BACKGROUND
Long Wharf Theatre’s Global Health & the Arts Initiative is built on the premise that scientists and artists have something to say to each other, bringing them together to examine a pressing global health issue of our time. Conceived and led by David Scheer, along with an annual Co-Chair who is a well known thought-leader in the particular scientific field being addressed, Global Health & the Arts brings together leaders from the worlds of academia, scientific research, the pharmaceutical industry, patient care, and the arts to take part in a two day-long exploration of the disease, through panels, lectures, artistic presentations, and open discussion. In just a few short years, Long Wharf Theatre’s Global Health & the Arts initiative has established an international reputation, in both the scientific and artistic communities, for its uniquely enlightening and inter-disciplinary approach.
The Global Health & the Arts initiative was launched in 2009 with an exploration of HIV/AIDS, followed by Alzheimer’s Disease in 2010, Cancer in 2011, and Mental Illness in 2012. This year's event will focus on Obesity.
The Global Health & the Arts initiative, through exploration of the scientific and human aspects of mental illness, inspires participants to look beyond the disease’s ravaging effects to the incredible progress being made in understanding and treating mental illness of all kinds. Throughout the day, leading scientific minds, influential thinkers, and renowned artists all share in a level of creative and innovative thinking that fosters our understanding of illness as part of the human condition and inspires the quest for medical treatments and cures.

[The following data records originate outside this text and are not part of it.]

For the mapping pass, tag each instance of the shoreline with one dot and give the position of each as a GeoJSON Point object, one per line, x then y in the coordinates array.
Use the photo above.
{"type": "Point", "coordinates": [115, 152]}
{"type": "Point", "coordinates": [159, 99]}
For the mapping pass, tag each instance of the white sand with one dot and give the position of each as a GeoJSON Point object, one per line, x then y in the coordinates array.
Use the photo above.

Global Health & the Arts has, from the start, attracted participants from the highest levels of academia, industry, and the arts to explore common and not-so-common themes of identifying fundamental, unmet public and global health needs, and defining paths for solving these problems from personal accounts of case studies, through to perspectives of how solutions can be achieved through vibrant, creative, entrepreneurial minds willing to tackle profoundly difficult challenges. Woven into the discussion is an evaluation of the impact of these unmet needs not only in the developed world, but also among those afflicted and impacted in the developing world. We have had high profile speakers from both domains interacting in a unique venue.